7. Left-Handed Materials and Metamaterials
Prof. Soukoulis’ group is among the prime movers and initiators of the development of left-handed materials (LHMs). This revolutionary concept of negative refraction prompted objections, based on perceived violations of causality, momentum conservation, and Fermat’s principle. Soukoulis’s group refuted all of these objections and showed that properly designed LHMs give negative refraction and sub-wavelength imaging resolution. They combined fabrications, experiments, sophisticated simulations, and analytical reasoning to infer the sign of the refractive index. Soukoulis’ group developed easier to fabricate designs, which are more compact, matchable to free space, and amenable to many possible applications. To extend LHMs to telecommunications and optical frequencies, Prof. Soukoulis was instrumental in providing designs fabricated by the Univ. of Karlrhuhe group, which exhibited negative refraction at 1.5 microns, and at 780 nm, the highest frequency achieved to date. This is the first time ever a material has shown a negative refraction index for visible light! Prof. Soukoulis’ group found fundamental limits on the highest attainable frequency for negative refraction, and provided designs that give 3d isotropic negative index refraction.

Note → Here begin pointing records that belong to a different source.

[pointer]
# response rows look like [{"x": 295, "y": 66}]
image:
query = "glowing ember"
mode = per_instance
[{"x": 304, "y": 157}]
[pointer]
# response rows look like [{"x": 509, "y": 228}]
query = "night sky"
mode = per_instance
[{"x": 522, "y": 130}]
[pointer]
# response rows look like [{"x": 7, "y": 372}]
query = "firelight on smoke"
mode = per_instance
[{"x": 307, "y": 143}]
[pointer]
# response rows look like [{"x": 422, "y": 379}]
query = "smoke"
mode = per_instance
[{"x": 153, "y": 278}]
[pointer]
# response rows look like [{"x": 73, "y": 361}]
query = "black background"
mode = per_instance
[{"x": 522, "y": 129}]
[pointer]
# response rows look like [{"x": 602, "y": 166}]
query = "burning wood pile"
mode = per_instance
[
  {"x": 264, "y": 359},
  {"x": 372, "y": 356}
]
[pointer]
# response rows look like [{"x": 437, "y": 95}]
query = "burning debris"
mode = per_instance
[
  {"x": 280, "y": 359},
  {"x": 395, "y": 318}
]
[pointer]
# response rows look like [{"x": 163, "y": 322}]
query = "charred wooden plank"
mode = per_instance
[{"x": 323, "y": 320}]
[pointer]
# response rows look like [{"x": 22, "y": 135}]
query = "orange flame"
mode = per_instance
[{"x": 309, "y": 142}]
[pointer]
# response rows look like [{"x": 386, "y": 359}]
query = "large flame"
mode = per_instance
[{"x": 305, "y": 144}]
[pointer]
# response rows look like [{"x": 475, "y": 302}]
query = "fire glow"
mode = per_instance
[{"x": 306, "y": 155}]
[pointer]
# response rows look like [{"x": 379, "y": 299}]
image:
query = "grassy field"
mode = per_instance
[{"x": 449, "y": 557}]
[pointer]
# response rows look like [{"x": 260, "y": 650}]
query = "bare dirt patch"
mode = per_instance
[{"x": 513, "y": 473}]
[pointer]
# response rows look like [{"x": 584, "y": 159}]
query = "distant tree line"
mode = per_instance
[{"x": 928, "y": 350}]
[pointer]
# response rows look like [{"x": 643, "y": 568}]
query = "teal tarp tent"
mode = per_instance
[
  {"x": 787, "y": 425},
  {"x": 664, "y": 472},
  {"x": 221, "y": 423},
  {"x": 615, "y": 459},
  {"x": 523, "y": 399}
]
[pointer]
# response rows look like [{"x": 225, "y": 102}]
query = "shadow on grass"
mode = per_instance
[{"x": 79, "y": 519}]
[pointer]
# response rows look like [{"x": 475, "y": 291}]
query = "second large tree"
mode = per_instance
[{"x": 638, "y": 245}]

In addition, they used chiral structures that provide an alternative root to negative n, strong optical activity, as well as a broadband optical polarizer. The materials that have been ‘fabricated’ recently at the nano-scale, have spectacular properties, and Prof. Soukoulis’ group will drive this field forward into a wonderful landscape of new possibilities through his innovative designs and experimental achievements.